From the priest’s chants, it appears that it is yet another feast day? So I limit the external work to reducing the large pile of branches outside the house to sackloads of sticks which I store in the backroom – and to carrying the very light stuff to the track at the bottom of the garden for burning. No power saw today! I don’t want to scandalise the neighbours!
I’m glad that Craig Murray is back blogging again – after some major house rehabilitation apparently. He has a brief remark on the UK Coalition budget which has just announced 100 billion of public spending cuts over the next 4 years.
The Comprehansive Spending Review announced today is designed to bring public spending back to the same level in real terms that it was in 2006/2007. It is not radical. It is not nearly radical enough. The state sector is much.much too large in this country. We could have a much smaller public sector which at the same time was much more effective at wealth redistribution. 500,000 public sector job cuts hardly scratches the surface of needed reductions in our ludicrous bureaucracies. The Private Finance Initiative, Internal Market mechanisms, fee and academy schools - and their hordes of accountants and administrators should all go and be replaced bysimple direct provision of necessary services. Local income tax should fun over half of public spending, decided upon and provided close to the point of delivery. And the UK should be broken up anyway.Murray does know what he’s talking about – having been an HM Ambassador and also Vice-Chancellor of a University.

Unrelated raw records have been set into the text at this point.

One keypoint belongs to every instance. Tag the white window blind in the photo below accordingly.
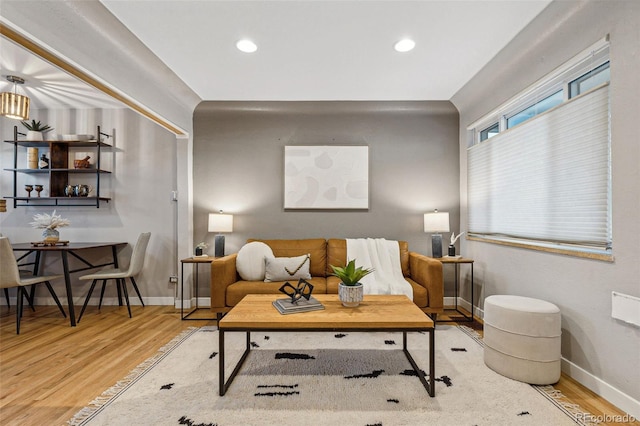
(548, 179)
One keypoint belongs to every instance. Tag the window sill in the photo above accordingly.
(547, 248)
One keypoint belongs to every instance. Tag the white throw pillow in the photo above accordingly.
(250, 260)
(287, 268)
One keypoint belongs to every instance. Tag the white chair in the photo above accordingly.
(135, 266)
(10, 276)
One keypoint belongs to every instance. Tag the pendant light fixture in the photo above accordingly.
(13, 105)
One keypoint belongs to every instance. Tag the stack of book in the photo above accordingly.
(285, 306)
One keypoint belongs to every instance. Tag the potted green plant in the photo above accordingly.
(36, 130)
(350, 289)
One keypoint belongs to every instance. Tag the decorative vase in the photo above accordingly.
(33, 135)
(50, 235)
(350, 295)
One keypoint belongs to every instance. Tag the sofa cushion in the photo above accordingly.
(287, 268)
(316, 247)
(250, 262)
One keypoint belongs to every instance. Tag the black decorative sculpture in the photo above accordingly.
(303, 289)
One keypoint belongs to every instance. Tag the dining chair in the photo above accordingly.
(120, 275)
(11, 276)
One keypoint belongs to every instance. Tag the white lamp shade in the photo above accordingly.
(436, 222)
(15, 106)
(219, 222)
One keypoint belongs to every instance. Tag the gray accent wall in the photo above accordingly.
(599, 351)
(238, 163)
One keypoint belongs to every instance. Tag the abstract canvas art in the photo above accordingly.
(326, 177)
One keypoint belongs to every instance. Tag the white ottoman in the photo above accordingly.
(522, 338)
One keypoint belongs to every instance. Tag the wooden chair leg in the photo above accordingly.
(135, 287)
(19, 312)
(31, 297)
(86, 301)
(119, 292)
(55, 297)
(126, 294)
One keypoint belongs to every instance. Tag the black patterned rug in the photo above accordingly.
(325, 379)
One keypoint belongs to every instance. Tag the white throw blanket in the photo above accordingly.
(384, 257)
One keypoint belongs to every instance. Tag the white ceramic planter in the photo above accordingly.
(350, 295)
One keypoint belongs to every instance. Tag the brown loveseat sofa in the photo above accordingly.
(227, 288)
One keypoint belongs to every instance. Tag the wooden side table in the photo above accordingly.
(457, 261)
(196, 261)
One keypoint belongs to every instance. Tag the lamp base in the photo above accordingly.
(218, 244)
(436, 245)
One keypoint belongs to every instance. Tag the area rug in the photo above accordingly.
(324, 378)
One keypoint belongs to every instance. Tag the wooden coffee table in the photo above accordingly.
(397, 313)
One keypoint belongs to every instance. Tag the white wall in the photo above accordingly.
(599, 351)
(143, 165)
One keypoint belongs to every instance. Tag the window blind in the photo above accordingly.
(547, 179)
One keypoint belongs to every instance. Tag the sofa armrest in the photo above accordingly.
(223, 274)
(427, 272)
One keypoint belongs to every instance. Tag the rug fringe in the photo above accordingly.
(579, 415)
(94, 406)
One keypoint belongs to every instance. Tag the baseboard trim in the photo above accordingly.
(203, 302)
(615, 396)
(451, 301)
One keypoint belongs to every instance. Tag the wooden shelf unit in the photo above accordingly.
(58, 171)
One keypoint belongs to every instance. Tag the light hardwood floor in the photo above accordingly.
(51, 370)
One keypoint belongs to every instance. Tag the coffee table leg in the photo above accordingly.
(430, 385)
(221, 362)
(224, 386)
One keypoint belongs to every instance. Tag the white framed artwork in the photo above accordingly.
(326, 177)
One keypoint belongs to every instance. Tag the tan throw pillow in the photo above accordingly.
(250, 260)
(287, 268)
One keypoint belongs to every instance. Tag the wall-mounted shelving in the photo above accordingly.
(59, 170)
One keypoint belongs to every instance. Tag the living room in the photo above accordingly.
(230, 158)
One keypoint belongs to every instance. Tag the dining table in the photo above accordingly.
(73, 249)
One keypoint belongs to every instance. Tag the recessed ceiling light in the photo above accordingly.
(404, 45)
(246, 46)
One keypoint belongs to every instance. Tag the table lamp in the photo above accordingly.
(219, 222)
(435, 223)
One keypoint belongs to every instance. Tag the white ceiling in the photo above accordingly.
(325, 50)
(307, 50)
(47, 86)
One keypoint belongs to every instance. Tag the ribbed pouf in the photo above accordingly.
(522, 338)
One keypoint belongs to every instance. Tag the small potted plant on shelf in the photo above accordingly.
(350, 289)
(36, 130)
(49, 223)
(200, 247)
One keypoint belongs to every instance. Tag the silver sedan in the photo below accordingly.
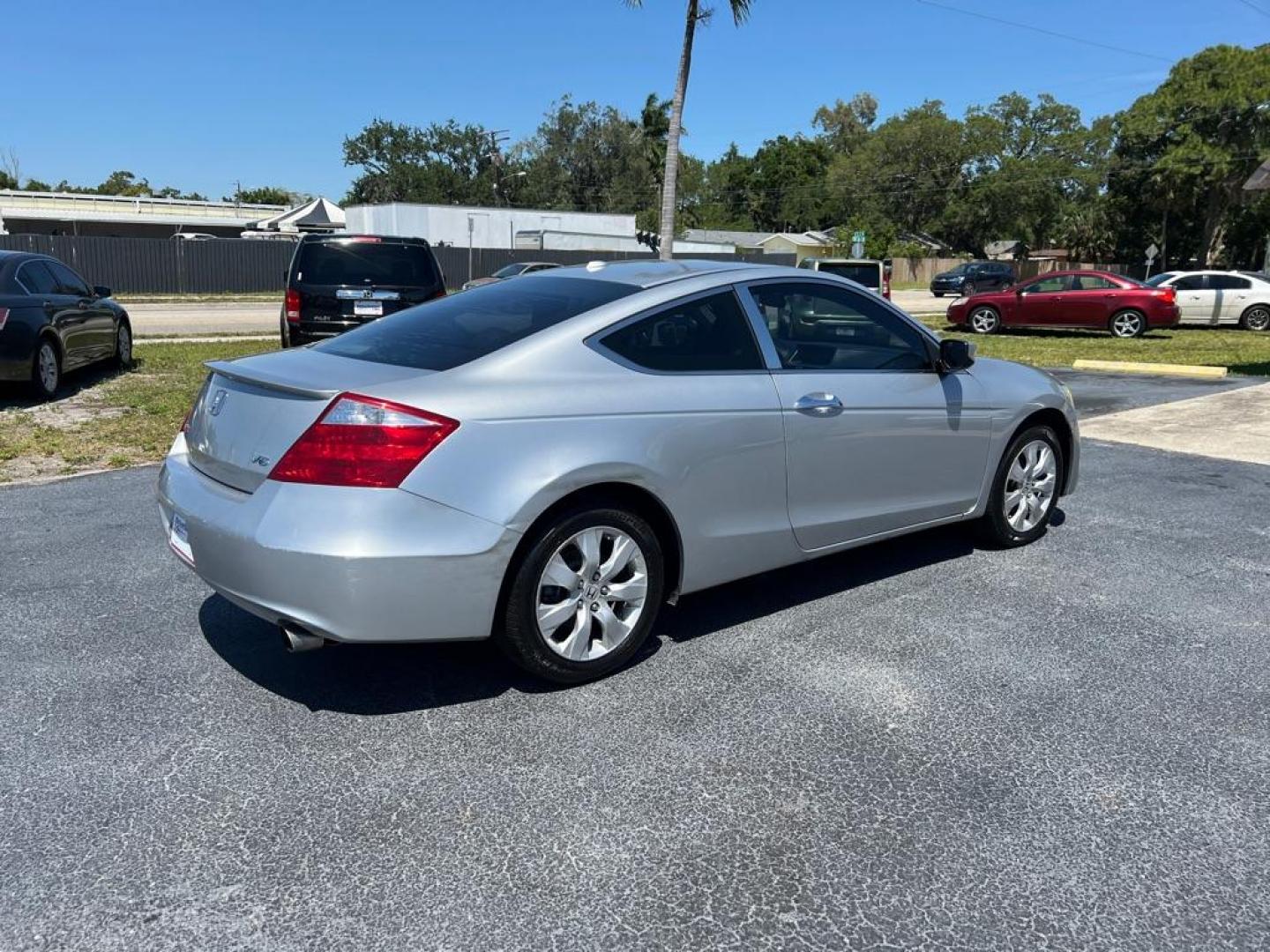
(548, 461)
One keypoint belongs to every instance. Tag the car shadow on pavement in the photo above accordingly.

There is some confusion about how much of the financial debt of the british Government comes from the banking bailout; how much from the significant increased public spending of the previous 5 or so years which Brown chose and thought would be covered by economic growth which was torpedoed by the global meltdown; and how much from the welfare consequences of the economic decline of the past 2 years. But a recent blog did an excellent job of exposing some myths being perpetrated by the government. And the BBC economics correspondent - Stephanie Flanders - whose blog I have only today discovered - cast the appropriate light on the confusion. And it is consistent with Craig Murray's argument.
What, however, seems clear is that the coalition is using the consensus about the crisis to push through an ideological agenda. The maverick John Grey has a good post on this. And both the increase in the budget of the International Development Department and the sacle of the cutback of the BBC budget are proof of that.
Prospect magazing gives an interesting insight into how of the influentials see the problem and its solution - as well as an overdue comment about the money which tighening up tax avoidance could realise.
I thought something interesting was going to happen when 37 Conservative MPs indicated they would vote last week against the latest, utterly unacceptable demand from the EU for an increased budget. But it was not to be. What sort of planet is the European Commisison living on to expect increased budget when all members are reducing their budgets – and what sort of pusillanimous creatures are the various EU national governments made of to accept increased payments to a system which pays its officials such salaries, pensions and severance payments???? Actually it's worse than that - the EU for leading member state politicians and officials is like heaven - a better place to go after their life in national systems finished. So they have an interest in the totally immoral level of payments - open and hidden.